In 1930, Artin was offered a professorship at ETH (Eidgenössische Technische Hochschule) in Zürich, to replace Hermann Weyl, who had moved to Göttingen. He chose to remain at Hamburg, however. Two years later, in 1932, for contributions leading to the advancement of mathematics, Artin was honored—jointly with Emmy Noether—with the Ackermann–Teubner Memorial Award, which carried a grant of 500 marks.
Influence and work
Artin was one of the leading algebraists of the century, with an influence larger than might be guessed from the one volume of his Collected Papers edited by Serge Lang and John Tate. He worked in algebraic number theory, contributing largely to class field theory and a new construction of L-functions. He also contributed to the pure theories of rings, groups and fields. The influential treatment of abstract algebra by van der Waerden is said to derive in part from Artin's ideas, as well as those of Emmy Noether. Artin solved Hilbert's seventeenth problem in 1927. He also developed the theory of braids[9] as a branch of algebraic topology.
In 1955 Artin was teaching foundations of geometry at New York University.
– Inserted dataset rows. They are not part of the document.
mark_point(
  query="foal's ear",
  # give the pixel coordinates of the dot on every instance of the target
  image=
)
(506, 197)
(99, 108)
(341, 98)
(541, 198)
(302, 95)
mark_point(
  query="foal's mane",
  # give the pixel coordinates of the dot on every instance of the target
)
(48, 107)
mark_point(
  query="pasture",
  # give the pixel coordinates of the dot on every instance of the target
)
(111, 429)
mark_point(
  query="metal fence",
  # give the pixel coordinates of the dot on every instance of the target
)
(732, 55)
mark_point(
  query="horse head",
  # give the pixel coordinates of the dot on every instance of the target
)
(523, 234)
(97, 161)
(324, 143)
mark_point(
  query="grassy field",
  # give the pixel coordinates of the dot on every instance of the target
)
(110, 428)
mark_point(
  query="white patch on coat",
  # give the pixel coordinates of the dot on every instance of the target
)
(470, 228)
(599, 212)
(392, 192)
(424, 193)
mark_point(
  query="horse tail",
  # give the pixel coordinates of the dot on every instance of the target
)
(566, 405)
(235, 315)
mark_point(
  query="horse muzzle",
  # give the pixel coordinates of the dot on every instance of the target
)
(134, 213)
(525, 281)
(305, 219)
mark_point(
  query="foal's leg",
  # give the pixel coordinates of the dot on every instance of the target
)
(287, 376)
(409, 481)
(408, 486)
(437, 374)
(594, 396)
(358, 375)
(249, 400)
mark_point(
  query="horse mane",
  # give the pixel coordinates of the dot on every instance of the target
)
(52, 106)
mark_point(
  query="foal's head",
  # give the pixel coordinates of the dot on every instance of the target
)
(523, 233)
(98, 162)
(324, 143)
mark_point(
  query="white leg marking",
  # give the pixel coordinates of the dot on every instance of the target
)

He used his notes to publish Geometric Algebra in 1957, where he extended the material to include symplectic geometry.
Artin was also an important expositor of Galois theory, and of the group cohomology approach to class ring theory (with John Tate), to mention two theories where his formulations became standard.
Conjectures
He left two conjectures, both known as Artin's conjecture. The first concerns Artin L-functions for a linear representation of a Galois group; and the second the frequency with which a given integer a is a primitive root modulo primes p, when a is fixed and p varies. These are unproven; in 1967, Hooley published a conditional proof for the second conjecture, assuming certain cases of the Generalized Riemann hypothesis.
Supervision of research
Artin advised over thirty doctoral students, including Bernard Dwork, Serge Lang, K. G. Ramanathan, John Tate, Harold N. Shapiro, Hans Zassenhaus and Max Zorn. A more complete list of his students can be found at the Mathematics Genealogy Project website (see "External Links," below).